# Training Remotely on Google Colab

Make sure you are connected to an environment with an Nvidia GPU. First, clone the project repository and navigate to the root directory:

In [None]:
!git clone https://github.com/starboi-63/ArTEMIS.git

%cd ArTEMIS

Install Python dependencies from `requirements.txt`:

In [None]:
!pip install -r requirements.txt

Check the CUDA driver installed on the current compute instance:

In [None]:
!nvcc --version

Verify that CUDA is working as expected:

In [None]:
import torch

print("PyTorch version: ", torch.__version__)
print("PyTorch CUDA version: ", torch.version.cuda)
print("CUDA available: ", torch.cuda.is_available())

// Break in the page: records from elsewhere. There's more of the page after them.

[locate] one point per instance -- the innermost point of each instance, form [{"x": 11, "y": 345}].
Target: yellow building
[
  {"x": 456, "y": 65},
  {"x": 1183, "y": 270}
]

## Downloading the Dataset
Fetch the correct file from drive and unzip it:

In [None]:
!pip install gdown

!gdown --id "1-92uD26anIHLDIGVFuxmT7AlN7idVMkE" # Vimeo-90k dataset full size

Unzip the dataset:

In [None]:
!unzip vimeo_septuplet.zip

## Mounting to Drive

Mount to Google Drive to save logs and checkpoints in real-time:

In [None]:
from google.colab import drive

drive.mount('/content/drive')

Add `/content` to the Python path to import local modules:

In [None]:
import sys
sys.path.append('/content/ArTEMIS')

Create directories to save logs and model training checkpoints:

In [None]:
import os

logging_dir = '/content/drive/My Drive/Deep Learning/ArTEMIS/training/tensorboard_logs'
checkpoint_dir = '/content/drive/My Drive/Deep Learning/ArTEMIS/training/checkpoints'
data_dir = '/content/vimeo_septuplet'

if not os.path.exists(logging_dir):
    os.makedirs(logging_dir)
    print(f"Created directory at {logging_dir}.")
else:
    print(f"Directory {logging_dir} already exists.\n")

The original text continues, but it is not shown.